Convert a number to a string with specified length

2019-01-17 03:00发布

问题:

I have some numbers of different length (like 1, 999, 76492, so on) and I want to convert them all to strings with a common length (for example, if the length is 6, then those strings will be: '000001', '000999', '076492').

In other words, I need to add correct amount of leading zeros to the number.

int n = 999;
string str = some_function(n,6);
//str = '000999'

Is there a function like this in C++?

回答1:

or using the stringstreams:

#include <sstream>
#include <iomanip>

std::stringstream ss;
ss << std::setw(10) << std::setfill('0') << i;
std::string s = ss.str();

I compiled the information I found on arachnoid.com because I like the type-safe way of iostreams more. Besides, you can equally use this code on any other output stream.



回答2:

char str[7];
snprintf (str, 7, "%06d", n);

See snprintf



回答3:

One thing that you may want to be aware of is the potential locking that may go on when you use the stringstream approach. In the STL that ships with Visual Studio 2008, at least, there are many locks taken out and released as various locale information is used during formatting. This may, or may not, be an issue for you depending on how many threads you have that might be concurrently converting numbers to strings...

The sprintf version doesn't take any locks (at least according to the lock monitoring tool that I'm developing at the moment...) and so might be 'better' for use in concurrent situations.

I only noticed this because my tool recently spat out the 'locale' locks as being amongst the most contended for locks in my server system; it came as a bit of a surprise and may cause me to revise the approach that I've been taking (i.e. move back towards sprintf from stringstream)...



回答4:

stringstream will do (as xtofl pointed out). Boost format is a more convenient replacement for snprintf.



回答5:

This method doesn't use streams nor sprintf. Other than having locking problems, streams incur a performance overhead and is really an overkill.

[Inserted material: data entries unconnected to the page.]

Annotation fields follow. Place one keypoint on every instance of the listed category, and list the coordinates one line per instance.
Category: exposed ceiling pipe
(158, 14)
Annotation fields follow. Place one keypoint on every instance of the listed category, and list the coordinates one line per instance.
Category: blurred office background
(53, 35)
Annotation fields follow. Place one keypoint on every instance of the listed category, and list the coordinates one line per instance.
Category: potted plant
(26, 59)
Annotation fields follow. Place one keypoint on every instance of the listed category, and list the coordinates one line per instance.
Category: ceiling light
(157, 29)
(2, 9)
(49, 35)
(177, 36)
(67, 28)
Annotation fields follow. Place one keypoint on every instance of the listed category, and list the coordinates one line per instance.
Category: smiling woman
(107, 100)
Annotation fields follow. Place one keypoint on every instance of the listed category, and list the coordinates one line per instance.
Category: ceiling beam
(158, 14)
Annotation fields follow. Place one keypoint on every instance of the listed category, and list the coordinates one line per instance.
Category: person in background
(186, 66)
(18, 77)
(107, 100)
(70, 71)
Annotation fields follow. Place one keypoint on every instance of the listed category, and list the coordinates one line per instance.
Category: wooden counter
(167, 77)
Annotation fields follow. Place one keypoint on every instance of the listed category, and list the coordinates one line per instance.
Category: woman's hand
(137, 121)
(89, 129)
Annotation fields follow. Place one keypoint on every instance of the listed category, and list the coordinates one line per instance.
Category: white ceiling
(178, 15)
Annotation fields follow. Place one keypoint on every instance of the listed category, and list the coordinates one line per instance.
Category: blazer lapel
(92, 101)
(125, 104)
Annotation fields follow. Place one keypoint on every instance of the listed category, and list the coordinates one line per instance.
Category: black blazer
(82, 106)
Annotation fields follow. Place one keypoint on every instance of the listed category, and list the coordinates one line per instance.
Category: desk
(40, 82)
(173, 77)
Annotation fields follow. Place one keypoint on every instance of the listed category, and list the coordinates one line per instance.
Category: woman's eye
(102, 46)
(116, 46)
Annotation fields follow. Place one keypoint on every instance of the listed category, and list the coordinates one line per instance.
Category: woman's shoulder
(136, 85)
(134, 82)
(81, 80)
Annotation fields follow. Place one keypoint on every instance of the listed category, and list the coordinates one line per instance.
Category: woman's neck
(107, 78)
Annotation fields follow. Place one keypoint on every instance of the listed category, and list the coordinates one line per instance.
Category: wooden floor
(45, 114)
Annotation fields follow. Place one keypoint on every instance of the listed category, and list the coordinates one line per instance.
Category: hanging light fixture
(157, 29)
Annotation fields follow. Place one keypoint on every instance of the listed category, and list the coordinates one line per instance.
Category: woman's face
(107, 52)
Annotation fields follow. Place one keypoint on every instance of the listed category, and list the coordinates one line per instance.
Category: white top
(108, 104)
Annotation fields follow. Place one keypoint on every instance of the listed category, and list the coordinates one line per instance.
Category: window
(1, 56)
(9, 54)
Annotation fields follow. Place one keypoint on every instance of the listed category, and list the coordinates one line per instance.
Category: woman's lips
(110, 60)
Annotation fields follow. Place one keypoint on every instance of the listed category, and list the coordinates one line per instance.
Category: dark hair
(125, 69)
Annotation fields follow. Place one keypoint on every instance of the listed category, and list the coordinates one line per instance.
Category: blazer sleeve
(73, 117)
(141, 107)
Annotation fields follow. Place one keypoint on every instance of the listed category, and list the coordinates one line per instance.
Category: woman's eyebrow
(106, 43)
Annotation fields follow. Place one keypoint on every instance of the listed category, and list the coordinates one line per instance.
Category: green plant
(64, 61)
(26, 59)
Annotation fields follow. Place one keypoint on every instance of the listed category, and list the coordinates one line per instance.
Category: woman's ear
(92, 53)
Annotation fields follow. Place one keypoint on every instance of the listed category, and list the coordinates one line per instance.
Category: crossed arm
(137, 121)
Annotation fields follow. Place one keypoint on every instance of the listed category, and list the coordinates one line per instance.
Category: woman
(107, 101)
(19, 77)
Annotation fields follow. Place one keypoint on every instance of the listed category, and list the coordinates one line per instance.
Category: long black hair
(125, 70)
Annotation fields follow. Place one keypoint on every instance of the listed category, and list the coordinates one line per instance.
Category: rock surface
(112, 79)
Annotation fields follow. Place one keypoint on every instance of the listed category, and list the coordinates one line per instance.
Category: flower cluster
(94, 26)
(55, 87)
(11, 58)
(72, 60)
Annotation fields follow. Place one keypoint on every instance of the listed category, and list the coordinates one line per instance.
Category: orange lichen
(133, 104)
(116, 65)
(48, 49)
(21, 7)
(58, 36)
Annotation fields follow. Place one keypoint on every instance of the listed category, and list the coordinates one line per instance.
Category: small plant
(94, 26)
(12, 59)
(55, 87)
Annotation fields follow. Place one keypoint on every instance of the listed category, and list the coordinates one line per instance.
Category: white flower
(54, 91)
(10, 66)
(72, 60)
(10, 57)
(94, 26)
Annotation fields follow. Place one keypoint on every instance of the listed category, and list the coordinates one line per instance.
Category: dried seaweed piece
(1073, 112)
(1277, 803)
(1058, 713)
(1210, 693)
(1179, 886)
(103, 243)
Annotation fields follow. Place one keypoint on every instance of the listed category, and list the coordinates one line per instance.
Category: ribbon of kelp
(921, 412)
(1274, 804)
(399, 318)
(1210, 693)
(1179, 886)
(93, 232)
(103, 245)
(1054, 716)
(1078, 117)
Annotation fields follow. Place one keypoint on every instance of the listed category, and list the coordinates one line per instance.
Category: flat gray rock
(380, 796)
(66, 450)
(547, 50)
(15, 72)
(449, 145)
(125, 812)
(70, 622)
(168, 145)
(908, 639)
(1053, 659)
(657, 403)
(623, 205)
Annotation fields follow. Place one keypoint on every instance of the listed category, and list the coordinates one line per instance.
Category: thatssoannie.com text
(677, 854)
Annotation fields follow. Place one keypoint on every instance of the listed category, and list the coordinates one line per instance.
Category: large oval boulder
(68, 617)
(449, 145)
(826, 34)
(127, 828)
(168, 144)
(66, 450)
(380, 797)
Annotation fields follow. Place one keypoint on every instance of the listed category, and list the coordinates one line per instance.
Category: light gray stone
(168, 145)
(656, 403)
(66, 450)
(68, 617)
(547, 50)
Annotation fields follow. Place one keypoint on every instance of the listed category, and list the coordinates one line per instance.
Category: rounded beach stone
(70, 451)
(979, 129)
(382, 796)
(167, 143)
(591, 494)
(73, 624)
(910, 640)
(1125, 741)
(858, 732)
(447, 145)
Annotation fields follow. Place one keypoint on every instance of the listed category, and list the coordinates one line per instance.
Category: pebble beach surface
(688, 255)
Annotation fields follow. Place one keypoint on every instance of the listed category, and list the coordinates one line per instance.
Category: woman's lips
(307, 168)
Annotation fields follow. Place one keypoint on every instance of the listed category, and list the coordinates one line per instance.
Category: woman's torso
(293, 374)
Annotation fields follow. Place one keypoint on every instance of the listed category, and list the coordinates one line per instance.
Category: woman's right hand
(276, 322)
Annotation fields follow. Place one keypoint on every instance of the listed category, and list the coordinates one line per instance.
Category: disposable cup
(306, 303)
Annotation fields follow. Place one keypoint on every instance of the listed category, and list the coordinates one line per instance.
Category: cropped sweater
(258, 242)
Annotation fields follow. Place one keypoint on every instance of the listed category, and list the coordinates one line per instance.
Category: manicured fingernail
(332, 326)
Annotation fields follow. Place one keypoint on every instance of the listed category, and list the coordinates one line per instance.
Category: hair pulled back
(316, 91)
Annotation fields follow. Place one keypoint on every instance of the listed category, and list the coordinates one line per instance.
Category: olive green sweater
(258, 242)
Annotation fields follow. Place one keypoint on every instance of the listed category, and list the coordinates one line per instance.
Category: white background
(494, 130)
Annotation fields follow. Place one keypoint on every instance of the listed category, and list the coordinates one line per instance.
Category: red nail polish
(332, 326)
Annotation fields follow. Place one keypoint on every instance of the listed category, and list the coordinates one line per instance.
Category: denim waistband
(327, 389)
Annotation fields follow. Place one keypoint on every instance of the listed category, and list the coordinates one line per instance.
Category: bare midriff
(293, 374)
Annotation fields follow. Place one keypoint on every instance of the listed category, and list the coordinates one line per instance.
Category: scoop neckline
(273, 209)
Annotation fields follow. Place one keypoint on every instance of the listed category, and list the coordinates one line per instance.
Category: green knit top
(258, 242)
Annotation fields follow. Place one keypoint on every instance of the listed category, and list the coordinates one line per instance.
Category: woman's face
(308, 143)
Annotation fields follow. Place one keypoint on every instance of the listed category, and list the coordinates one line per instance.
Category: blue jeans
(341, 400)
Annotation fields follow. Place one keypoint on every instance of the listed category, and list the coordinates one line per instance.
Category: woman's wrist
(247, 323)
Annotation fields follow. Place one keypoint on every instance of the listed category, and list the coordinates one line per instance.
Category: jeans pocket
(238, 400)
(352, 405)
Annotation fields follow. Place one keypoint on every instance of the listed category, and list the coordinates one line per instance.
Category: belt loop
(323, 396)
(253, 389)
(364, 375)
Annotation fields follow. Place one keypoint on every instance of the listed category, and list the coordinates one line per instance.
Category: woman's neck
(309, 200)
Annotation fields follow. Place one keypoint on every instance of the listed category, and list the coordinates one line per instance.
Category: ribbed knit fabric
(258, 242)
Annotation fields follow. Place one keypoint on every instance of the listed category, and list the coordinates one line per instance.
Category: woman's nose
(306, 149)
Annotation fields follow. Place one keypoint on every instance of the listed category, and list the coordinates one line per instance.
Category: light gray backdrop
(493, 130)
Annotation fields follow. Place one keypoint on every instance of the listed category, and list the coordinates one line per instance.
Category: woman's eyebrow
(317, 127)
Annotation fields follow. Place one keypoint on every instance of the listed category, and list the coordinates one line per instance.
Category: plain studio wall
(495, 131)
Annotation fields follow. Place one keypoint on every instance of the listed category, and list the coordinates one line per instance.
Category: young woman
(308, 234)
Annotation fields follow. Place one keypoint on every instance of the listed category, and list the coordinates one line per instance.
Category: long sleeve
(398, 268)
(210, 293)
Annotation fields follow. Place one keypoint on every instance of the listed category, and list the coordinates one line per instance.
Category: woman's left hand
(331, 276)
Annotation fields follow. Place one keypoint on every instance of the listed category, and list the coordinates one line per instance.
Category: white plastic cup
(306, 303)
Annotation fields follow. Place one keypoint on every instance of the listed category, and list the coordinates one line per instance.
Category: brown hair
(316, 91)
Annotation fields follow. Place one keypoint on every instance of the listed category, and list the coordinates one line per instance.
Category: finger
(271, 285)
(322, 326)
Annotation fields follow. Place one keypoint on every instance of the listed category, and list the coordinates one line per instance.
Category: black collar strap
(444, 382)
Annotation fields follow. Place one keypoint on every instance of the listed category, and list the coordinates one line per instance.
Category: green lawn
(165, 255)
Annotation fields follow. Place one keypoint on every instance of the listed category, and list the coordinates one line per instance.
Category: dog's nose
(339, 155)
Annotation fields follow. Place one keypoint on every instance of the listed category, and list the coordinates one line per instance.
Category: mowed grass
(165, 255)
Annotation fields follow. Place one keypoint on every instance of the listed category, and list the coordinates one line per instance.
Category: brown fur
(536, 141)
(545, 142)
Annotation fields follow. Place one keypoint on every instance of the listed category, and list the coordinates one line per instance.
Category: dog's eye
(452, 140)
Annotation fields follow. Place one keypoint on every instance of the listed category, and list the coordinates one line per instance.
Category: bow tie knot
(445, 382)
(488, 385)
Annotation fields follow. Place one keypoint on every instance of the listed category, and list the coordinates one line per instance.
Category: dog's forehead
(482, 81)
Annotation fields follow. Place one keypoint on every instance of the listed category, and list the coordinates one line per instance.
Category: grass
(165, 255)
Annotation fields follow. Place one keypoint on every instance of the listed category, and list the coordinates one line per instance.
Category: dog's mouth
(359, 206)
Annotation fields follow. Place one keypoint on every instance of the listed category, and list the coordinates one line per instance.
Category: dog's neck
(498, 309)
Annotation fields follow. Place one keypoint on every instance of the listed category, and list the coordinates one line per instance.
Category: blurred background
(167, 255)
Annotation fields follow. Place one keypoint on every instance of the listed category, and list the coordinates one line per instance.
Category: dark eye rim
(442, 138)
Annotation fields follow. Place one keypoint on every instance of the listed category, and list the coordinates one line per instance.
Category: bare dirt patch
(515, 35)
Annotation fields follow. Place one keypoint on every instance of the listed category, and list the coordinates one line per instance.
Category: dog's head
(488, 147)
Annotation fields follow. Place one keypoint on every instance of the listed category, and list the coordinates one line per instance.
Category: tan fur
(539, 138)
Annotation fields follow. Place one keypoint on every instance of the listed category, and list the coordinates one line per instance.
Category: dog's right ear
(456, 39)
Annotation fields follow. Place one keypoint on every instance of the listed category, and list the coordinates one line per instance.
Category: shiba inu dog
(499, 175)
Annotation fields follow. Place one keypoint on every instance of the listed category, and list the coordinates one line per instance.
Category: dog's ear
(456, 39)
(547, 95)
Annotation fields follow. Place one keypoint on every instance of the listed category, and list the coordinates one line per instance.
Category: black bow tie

For streams the overhead comes from the need to construct the steam and stream buffer. For sprintf, the overhead comes from needing to interpret the format string. This works even when n is negative or when the string representation of n is longer than len. This is the FASTEST solution.

inline string some_function(int n, int len)
{
    string result(len--, '0');
    for (int val=(n<0)?-n:n; len>=0&&val!=0; --len,val/=10)
       result[len]='0'+val%10;
    if (len>=0&&n<0) result[0]='-';
    return result;
}


回答6:

There are many ways of doing this. The simplest would be:

int n = 999;
char buffer[256]; sprintf(buffer, "%06d", n);
string str(buffer);


回答7:

sprintf is the C-like way of doing this, which also works in C++.

In C++, a combination of a stringstream and stream output formatting (see http://www.arachnoid.com/cpptutor/student3.html ) will do the job.



回答8:

This is an old thread, but as fmt might make it into the standard, here is an additional solution:

#include <fmt/format.h>

int n = 999;

const auto str = fmt::format("{:0>{}}", n, 6);

Note that the fmt::format("{:0>6}", n) works equally well when the desired width is known at compile time. Another option is abseil:

#include <absl/strings/str_format.h>

int n = 999;

const auto str = absl::StrFormat("%0*d", 6, n);

Again, abs::StrFormat("%06d", n) is possible. boost format is another tool for this problem:

#include <boost/format.hpp>

int n = 999;

const auto str = boost::str(boost::format("%06d") % n);

Unfortunately, variable width specifier as arguments chained with the % operator are unsupported, this requires a format string setup (e.g. const std::string fmt = "%0" + std::to_string(6) + "d";).

In terms of performance, abseil and fmt claim to be very attractive and faster than boost. In any case, all three solutions should be more efficient than std::stringstream approaches, and other than the std::*printf family, they do not sacrifice type safety.